As for the day in question, Coffee said that while doing push-ups, Barber told him to punch his hands, which were covered with shower shoes. Coffee said no due to a cut he had on his hand, and Barber slapped him across the chest. Coffee then said “to get fucked” and walked out to his empty cell and did not see Barber’s reaction to this.
A few minutes later, Barber came in smiling and said he loved him, with his arms extended to hug him. Coffee understood this as him apologizing, he said. But just before they hugged, Barber slit his throat. He explained he didn’t even feel any pain, and it just felt like Barber had run his finger over his throat. But he noticed what had happened when he felt wetness and saw red all over his shirt. He immediately fell back on his bunk with his feet up to stop Barber from potentially attacking; however, Barber just stared at him blankly. Coffee said he never saw what was in Barber’s right hand.

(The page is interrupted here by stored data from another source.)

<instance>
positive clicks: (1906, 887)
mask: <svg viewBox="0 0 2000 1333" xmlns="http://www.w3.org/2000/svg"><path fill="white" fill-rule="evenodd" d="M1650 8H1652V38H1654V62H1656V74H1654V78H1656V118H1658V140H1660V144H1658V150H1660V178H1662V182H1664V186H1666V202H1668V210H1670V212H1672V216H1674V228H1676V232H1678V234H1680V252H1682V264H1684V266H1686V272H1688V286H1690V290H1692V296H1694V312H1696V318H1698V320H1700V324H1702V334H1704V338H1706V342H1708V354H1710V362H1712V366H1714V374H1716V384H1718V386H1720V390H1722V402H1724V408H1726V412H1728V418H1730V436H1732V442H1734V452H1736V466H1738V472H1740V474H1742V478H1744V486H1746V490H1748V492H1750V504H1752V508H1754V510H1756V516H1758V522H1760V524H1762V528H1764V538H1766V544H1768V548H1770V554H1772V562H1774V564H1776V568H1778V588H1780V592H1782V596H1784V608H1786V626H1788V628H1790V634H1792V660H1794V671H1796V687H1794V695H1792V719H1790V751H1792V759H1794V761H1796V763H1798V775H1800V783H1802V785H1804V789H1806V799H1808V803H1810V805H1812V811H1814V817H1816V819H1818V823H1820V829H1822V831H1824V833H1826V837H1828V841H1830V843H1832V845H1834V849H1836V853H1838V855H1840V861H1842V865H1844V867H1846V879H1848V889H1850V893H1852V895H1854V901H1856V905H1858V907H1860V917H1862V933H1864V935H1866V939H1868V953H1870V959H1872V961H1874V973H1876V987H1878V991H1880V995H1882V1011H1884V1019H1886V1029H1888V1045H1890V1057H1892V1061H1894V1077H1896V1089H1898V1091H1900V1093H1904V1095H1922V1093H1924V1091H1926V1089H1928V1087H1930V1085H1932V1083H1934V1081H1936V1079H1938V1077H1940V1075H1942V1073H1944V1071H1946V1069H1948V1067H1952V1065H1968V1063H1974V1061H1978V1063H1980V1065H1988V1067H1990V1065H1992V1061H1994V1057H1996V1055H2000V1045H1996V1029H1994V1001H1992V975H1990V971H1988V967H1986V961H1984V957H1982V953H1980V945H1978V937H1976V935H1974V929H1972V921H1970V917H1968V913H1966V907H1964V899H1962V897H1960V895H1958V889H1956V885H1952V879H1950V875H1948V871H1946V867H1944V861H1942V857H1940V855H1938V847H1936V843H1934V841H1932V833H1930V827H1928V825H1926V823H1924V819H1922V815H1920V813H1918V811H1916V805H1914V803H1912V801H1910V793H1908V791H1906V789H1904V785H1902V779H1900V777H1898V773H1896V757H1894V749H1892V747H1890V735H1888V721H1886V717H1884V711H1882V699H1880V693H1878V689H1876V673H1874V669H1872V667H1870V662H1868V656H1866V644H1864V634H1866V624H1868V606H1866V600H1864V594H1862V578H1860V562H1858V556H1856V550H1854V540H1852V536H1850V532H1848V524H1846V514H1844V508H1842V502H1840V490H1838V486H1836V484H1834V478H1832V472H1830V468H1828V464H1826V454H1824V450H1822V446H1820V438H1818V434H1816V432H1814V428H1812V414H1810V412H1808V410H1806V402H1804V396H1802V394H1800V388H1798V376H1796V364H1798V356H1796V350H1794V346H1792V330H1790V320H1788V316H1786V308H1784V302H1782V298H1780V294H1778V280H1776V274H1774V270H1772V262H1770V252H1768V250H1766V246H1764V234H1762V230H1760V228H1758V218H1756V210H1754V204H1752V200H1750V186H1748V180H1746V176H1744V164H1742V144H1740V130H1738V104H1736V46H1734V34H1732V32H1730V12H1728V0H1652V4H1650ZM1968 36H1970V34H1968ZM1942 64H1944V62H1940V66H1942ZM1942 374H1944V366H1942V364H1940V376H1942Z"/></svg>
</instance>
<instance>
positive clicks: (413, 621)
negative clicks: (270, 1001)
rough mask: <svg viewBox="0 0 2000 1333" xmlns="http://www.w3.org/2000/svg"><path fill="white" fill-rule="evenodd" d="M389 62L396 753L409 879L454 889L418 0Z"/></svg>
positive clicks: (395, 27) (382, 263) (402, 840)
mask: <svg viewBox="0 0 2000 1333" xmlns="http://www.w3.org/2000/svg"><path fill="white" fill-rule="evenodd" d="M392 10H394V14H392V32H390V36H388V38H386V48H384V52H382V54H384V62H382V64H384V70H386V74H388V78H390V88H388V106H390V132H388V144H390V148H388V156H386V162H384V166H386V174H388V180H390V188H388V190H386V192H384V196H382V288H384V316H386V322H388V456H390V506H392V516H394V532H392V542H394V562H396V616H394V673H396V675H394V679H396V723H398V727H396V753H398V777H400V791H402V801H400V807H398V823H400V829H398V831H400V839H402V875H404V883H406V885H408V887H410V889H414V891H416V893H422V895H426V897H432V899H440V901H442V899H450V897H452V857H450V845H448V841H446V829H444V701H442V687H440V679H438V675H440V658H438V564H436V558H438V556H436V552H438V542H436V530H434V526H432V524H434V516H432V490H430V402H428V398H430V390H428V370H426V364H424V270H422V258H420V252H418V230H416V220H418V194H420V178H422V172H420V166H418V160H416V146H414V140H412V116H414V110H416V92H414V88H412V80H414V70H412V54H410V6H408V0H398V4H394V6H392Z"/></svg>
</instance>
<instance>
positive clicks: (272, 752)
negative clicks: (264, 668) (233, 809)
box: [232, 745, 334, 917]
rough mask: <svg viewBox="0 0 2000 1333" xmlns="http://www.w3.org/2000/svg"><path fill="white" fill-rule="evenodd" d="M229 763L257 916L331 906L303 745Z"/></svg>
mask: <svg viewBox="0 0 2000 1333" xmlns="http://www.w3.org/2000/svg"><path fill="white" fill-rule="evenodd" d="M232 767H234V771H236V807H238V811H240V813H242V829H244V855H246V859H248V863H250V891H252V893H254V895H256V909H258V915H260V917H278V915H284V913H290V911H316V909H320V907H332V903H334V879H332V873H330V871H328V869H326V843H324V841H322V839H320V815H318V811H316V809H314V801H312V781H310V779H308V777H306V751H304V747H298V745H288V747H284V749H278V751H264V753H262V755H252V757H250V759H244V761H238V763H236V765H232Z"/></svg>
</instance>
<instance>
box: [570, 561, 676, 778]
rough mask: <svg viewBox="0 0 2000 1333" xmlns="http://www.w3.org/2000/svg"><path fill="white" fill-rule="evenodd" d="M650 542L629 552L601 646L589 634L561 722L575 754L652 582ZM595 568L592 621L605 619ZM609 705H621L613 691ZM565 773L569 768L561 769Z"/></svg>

Another inmate came in and told Barber to get out, which he did, Coffee said. Durst then entered and, upon seeing what had happened, had tears well up in his eyes and demanded some shoes as he instantly became agitated and angry. Once he grabbed some he ran out. Coffee described Durst as a buddy just like Barber and had actually known him prior to their incarceration.
An inmate came in with Vaseline to put on the cut, which Coffee refused. When officers called for a lockdown, Coffee crawled out to avoid being locked in and possibly bleed to death. The officer began to apply pressure to his neck, a nurse appeared, and Coffee said he only remembered getting to the hospital.
The trial, which is expected to last three weeks, continues Wednesday morning.